You can definitely still read from the variable. There's no problem in terms of definite assignment, or you'd get a compile-time error. For example, this is fine:
using System;
using System.IO;
class Test
{
static void Main()
{
string x;
using (new MemoryStream())
{
x = "hello";
}
Console.WriteLine(x);
}
}
That's absolutely fine.
Now if SevenZipArchive returns a ReadOnlyCollection<string>, I'd usually expect that to still be valid after the archive itself is disposed. However, ReadOnlyCollection<T> is simply a wrapper around another collection... and if that collection is being invalidated by disposing of archive, that would certainly explain things.
Unfortunately, Joel's suggested way of copying the collection is only creating another wrapper - which will ask the first wrapper for the count, in turn asking the original (invalidated) collection.

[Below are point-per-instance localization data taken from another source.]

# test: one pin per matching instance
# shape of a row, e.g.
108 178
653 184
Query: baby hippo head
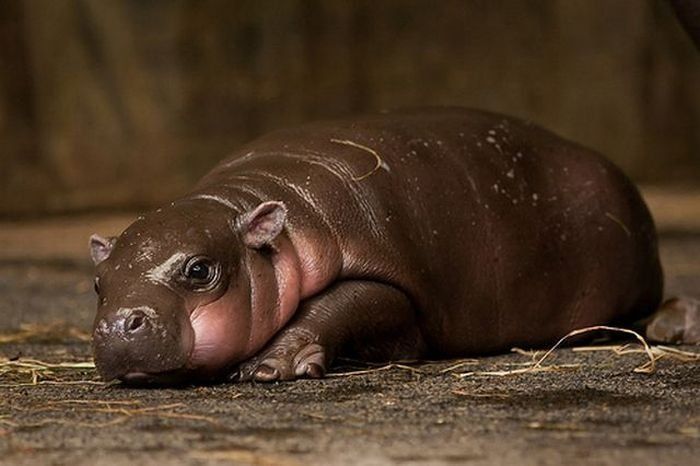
187 292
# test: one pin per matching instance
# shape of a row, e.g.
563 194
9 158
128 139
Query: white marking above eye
219 199
160 274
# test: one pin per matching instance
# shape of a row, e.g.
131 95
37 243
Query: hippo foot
676 321
284 361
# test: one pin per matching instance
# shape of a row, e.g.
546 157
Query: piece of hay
536 366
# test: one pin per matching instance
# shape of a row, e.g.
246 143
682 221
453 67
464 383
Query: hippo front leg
369 320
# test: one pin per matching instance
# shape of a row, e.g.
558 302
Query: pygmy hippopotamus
416 234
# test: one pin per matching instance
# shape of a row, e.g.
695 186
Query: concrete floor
595 411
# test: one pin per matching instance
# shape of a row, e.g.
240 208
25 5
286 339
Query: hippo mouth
145 379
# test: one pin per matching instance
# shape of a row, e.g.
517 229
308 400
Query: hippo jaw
136 344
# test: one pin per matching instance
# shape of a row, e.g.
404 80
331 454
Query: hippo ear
262 224
101 248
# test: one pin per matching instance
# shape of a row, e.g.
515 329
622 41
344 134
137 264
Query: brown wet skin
431 233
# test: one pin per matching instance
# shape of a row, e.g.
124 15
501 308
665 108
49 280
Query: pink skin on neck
239 324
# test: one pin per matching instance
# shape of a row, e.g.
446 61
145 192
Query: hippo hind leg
677 321
356 318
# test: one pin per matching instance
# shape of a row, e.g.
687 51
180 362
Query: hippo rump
417 234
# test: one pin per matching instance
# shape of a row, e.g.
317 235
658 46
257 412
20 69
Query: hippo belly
438 233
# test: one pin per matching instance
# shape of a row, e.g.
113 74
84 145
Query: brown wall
120 104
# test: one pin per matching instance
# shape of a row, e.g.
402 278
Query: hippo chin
436 233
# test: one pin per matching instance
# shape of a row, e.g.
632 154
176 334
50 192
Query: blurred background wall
124 104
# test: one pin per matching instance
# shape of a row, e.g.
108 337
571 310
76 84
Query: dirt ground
590 407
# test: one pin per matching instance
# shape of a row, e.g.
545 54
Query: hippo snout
139 343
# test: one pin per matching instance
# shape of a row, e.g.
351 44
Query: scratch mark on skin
380 163
220 200
161 273
619 223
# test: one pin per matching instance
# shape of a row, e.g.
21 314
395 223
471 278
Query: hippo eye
200 271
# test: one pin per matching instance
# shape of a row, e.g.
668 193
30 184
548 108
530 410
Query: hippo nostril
134 321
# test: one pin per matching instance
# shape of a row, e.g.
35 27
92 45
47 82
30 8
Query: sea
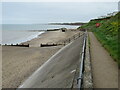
18 33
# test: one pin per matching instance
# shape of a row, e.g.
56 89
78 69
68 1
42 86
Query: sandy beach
18 63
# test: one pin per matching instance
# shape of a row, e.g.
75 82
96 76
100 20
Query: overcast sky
45 12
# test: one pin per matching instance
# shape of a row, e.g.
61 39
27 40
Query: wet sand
18 63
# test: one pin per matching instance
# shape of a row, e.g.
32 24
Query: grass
107 34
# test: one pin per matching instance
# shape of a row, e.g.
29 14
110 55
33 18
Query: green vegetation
107 33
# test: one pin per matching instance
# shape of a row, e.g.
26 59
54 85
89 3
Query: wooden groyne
62 42
19 45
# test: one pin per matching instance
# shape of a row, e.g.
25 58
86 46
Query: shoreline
21 62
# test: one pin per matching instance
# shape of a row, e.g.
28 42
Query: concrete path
105 69
59 70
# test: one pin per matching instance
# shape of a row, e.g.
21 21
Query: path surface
59 70
105 70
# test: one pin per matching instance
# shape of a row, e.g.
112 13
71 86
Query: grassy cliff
107 33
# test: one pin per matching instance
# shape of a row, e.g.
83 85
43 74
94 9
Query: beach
21 62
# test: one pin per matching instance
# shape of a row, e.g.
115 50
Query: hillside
106 33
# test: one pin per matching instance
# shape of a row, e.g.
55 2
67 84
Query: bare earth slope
105 69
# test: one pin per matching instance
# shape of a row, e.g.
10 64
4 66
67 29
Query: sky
47 12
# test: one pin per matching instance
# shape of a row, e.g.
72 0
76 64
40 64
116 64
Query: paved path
105 70
59 70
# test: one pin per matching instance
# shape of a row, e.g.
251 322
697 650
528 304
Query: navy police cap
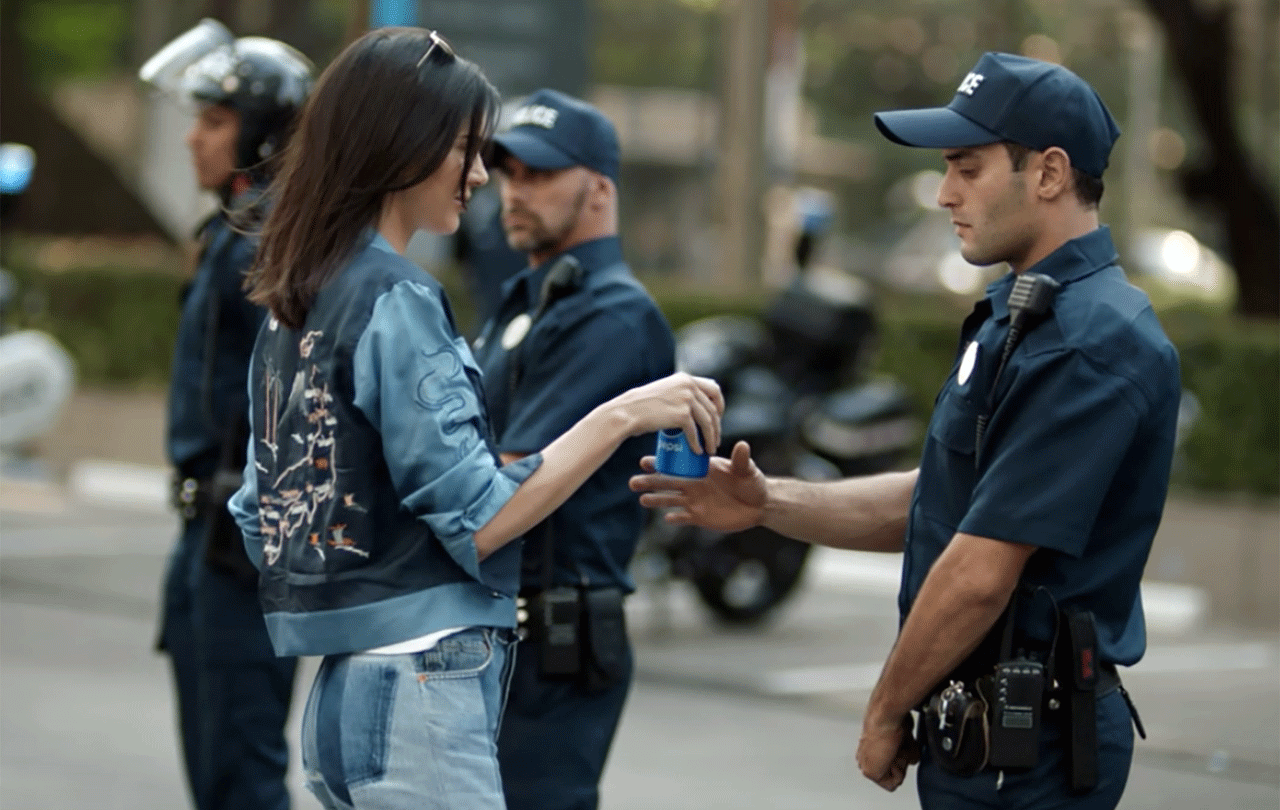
1027 101
553 131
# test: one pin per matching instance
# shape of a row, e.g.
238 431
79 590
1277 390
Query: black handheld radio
1028 301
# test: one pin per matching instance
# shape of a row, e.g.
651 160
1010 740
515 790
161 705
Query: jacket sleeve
417 384
243 507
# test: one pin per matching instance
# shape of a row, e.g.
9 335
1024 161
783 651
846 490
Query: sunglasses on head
437 46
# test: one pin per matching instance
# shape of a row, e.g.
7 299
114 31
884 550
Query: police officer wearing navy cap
1028 524
233 694
574 329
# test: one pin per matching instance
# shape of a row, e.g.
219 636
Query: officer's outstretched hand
731 497
886 751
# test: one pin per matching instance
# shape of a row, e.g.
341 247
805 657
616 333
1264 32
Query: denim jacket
370 467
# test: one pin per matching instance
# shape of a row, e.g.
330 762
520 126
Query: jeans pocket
465 654
352 722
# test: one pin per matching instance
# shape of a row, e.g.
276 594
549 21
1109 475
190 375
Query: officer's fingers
708 421
712 390
741 460
707 413
662 499
702 428
653 481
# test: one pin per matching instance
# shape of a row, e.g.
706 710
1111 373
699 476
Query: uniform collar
592 255
380 242
1072 261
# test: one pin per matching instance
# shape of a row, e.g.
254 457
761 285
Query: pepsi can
675 457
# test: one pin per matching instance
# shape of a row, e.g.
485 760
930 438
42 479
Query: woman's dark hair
1088 190
382 118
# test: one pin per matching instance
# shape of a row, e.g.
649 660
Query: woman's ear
1055 173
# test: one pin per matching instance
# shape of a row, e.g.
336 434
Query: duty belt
191 497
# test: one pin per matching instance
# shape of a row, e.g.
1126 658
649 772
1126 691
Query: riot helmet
263 79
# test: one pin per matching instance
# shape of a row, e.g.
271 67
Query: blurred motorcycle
796 388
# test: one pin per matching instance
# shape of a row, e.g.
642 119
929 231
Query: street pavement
763 718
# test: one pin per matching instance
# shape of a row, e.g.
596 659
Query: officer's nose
946 192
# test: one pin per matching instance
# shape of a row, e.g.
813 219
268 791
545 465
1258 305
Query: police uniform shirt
600 339
213 348
1077 454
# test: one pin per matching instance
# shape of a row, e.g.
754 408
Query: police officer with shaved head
572 329
1027 526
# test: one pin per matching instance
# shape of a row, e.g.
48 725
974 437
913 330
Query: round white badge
968 362
516 330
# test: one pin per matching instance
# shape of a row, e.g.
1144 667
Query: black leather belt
190 497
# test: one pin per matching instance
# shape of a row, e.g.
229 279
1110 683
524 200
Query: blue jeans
1043 787
415 731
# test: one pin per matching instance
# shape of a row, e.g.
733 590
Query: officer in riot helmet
233 692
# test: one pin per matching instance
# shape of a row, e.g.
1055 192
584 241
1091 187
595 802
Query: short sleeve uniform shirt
1077 453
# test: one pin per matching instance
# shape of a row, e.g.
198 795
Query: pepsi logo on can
675 457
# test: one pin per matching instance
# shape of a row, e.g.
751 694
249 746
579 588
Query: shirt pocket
955 421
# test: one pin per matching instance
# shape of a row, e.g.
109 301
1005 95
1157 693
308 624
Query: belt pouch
1082 699
955 728
558 618
606 660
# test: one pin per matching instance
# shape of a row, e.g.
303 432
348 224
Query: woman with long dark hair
374 498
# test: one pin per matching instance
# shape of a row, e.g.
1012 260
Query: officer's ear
603 191
1055 174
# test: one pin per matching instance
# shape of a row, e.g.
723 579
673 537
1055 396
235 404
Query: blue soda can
675 457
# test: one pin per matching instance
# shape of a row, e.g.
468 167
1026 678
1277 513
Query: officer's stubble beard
540 238
1002 236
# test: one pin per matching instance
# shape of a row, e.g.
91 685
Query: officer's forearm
959 602
865 513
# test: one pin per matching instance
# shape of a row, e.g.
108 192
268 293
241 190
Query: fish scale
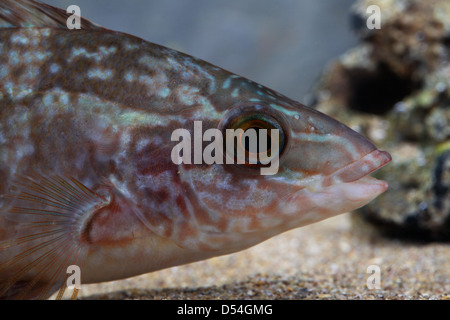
86 125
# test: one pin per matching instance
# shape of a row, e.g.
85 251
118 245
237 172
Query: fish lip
360 168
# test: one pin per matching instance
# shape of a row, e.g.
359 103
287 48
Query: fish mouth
353 182
359 169
348 188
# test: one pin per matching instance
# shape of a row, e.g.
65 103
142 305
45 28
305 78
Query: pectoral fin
47 214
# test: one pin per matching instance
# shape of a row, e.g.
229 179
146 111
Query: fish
88 178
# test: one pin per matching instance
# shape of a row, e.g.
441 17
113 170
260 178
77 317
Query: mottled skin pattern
86 118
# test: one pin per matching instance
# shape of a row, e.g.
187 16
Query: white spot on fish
226 84
19 38
54 68
14 57
64 99
130 76
98 73
164 93
107 51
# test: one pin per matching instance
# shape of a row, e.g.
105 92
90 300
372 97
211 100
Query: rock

Here's one approach which should work:
private ReadOnlyCollection<string> ExtractRar(string varRarFileName,
string varDestinationDirectory) {
ReadOnlyCollection<string> collection;
using (var archive = new SevenZipArchive(varRarFileName)) {
collection = new ReadOnlyCollection<string>(archive.Volumes.ToList());
MessageBox.Show(collection.Count.ToString()); // output 10
}
MessageBox.Show(collection.Count.ToString()); // output 0
return collection;
}
Note the extra call to ToList(). That will force the collection to be copied to a List<string> first... truly copied, not just creating a wrapper.
Of course, if you don't really mind if the method returns a List, you could just use:
private List<string> ExtractRar(string varRarFileName,
string varDestinationDirectory) {
List<string> collection;
using (var archive = new SevenZipArchive(varRarFileName)) {
collection = archive.Volumes.ToList();
MessageBox.Show(collection.Count.ToString()); // output 10
}
MessageBox.Show(collection.Count.ToString()); // output 0
return collection;
}
... and then when you don't need the extra diagnostics:
private List<string> ExtractRar(string varRarFileName,
string varDestinationDirectory) {
using (var archive = new SevenZipArchive(varRarFileName)) {
return archive.Volumes.ToList();
}
}
(I'm assuming you're using .NET 3.5 or higher, by the way, to use the ToList extension method.)